Respecter les critères de non-lucrativité dans l’optique d’échapper à l’assujettissement aux impôts commerciaux, relève souvent, pour les associations concernées, d’un numéro d’équilibriste. Il faut en effet, pour cela, maintenir, tout au long de l’existence de l’organisme, le cap d’une activité non concurrentielle et faire face aux nombreuses exigences de l’administration.

Pour autant, l’association qui se limiterait à se conformer à la désormais célèbre règle des 4P oublierait l’élément essentiel, dès lors qu’il doit être systématiquement le premier analysé, de la non-lucrativité d’une association : la gestion désintéressée.

A l’occasion d’un arrêt en date du 7 décembre 2016[1], le Conseil d’État adresse un rappel sur l’importance de ce critère et, notamment, sur les risques, pour une association, à ce titre, d’entretenir des relations étroites avec une entreprise commerciale.

 

  1. Une association non-lucrative est nécessairement gérée de façon désintéressée

Certaines associations appréhendent mal cette notion de gestion désintéressée, érigée par l’arrêt de Section du Conseil d’État « Association Jeune France » du 1er octobre 1999[2] comme premier critère d’analyse de la non-lucrativité d’un organisme.

En effet, elle apparaît plutôt simple dans son énoncé : un organisme qui ne tends, ni en droit, ni en fait à la réalisation et la distribution de profits est considéré comme ayant une gestion désintéressée.
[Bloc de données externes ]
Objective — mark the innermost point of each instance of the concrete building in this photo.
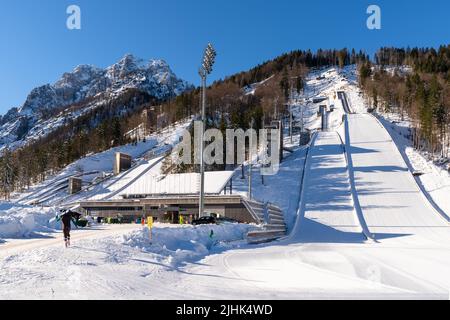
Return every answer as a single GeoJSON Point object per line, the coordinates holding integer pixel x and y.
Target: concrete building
{"type": "Point", "coordinates": [168, 209]}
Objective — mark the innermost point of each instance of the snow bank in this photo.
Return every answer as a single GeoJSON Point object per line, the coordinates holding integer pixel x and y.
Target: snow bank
{"type": "Point", "coordinates": [20, 221]}
{"type": "Point", "coordinates": [186, 243]}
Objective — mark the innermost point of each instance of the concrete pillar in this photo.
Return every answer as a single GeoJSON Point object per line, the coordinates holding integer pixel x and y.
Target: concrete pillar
{"type": "Point", "coordinates": [122, 162]}
{"type": "Point", "coordinates": [75, 185]}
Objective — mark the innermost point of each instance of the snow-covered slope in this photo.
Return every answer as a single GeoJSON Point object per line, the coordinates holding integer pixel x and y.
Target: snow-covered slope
{"type": "Point", "coordinates": [52, 105]}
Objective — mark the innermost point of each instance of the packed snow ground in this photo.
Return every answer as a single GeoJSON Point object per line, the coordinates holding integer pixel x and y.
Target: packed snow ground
{"type": "Point", "coordinates": [108, 262]}
{"type": "Point", "coordinates": [325, 256]}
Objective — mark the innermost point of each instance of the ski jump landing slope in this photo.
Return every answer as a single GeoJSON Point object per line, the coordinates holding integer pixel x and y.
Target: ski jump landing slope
{"type": "Point", "coordinates": [391, 201]}
{"type": "Point", "coordinates": [327, 211]}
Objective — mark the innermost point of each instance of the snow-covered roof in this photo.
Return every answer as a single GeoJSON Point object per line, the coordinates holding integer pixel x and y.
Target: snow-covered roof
{"type": "Point", "coordinates": [179, 184]}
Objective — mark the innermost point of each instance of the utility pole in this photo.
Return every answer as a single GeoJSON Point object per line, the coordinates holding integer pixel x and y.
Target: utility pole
{"type": "Point", "coordinates": [250, 156]}
{"type": "Point", "coordinates": [206, 69]}
{"type": "Point", "coordinates": [290, 112]}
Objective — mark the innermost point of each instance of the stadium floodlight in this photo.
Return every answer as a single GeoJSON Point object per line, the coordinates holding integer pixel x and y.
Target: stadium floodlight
{"type": "Point", "coordinates": [209, 58]}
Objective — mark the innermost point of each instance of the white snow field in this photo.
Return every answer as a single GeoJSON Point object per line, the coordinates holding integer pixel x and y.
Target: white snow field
{"type": "Point", "coordinates": [364, 230]}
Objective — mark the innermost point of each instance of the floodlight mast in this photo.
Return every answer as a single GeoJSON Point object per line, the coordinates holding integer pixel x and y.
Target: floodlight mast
{"type": "Point", "coordinates": [208, 61]}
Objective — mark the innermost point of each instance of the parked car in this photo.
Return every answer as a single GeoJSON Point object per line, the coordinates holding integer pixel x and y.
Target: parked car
{"type": "Point", "coordinates": [226, 220]}
{"type": "Point", "coordinates": [204, 220]}
{"type": "Point", "coordinates": [418, 173]}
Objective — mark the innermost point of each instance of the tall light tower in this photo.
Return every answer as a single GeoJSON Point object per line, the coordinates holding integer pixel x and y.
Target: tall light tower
{"type": "Point", "coordinates": [209, 58]}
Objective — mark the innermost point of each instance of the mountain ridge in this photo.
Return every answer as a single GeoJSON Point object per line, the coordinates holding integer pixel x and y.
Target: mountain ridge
{"type": "Point", "coordinates": [84, 83]}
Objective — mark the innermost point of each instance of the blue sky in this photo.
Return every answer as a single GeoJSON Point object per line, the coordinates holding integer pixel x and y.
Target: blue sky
{"type": "Point", "coordinates": [36, 47]}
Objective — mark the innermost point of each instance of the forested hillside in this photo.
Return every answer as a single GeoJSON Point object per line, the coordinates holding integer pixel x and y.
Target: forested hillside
{"type": "Point", "coordinates": [416, 84]}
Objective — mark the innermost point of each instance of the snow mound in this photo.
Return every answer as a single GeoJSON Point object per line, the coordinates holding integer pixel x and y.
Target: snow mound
{"type": "Point", "coordinates": [186, 243]}
{"type": "Point", "coordinates": [20, 221]}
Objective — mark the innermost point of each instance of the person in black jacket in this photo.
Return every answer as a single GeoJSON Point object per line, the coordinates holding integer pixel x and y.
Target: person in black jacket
{"type": "Point", "coordinates": [66, 217]}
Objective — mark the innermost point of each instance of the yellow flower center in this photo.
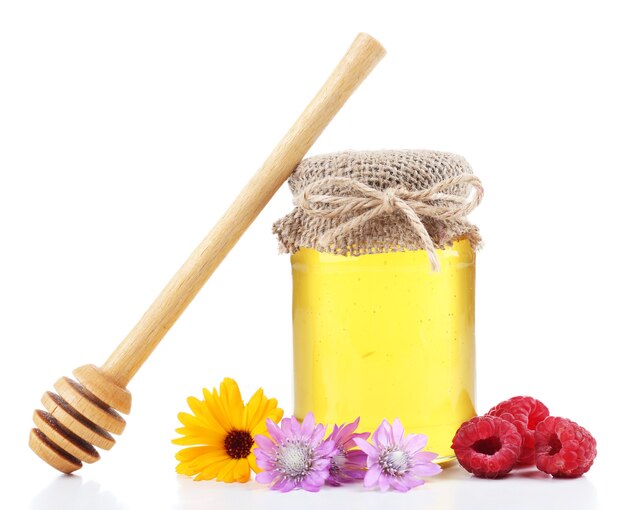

En clair, il faut que trois conditions soit respectée :

  • L’organisme doit être géré et administré à titre bénévole par des personnes n’ayant elles-mêmes, ou par personnes interposées, aucun intérêt direct ou indirect dans les résultats de l’exploitation ;
  • Il ne doit être procédé à aucune distribution directe ou indirecte de bénéfices, sous quelque forme que ce soit ;
  • Les membres de l’organisme, et leurs ayants-droits, ne peuvent pas être déclarés attributaires d’une part quelconque de l’actif (sous réserve du droit de reprise des apports).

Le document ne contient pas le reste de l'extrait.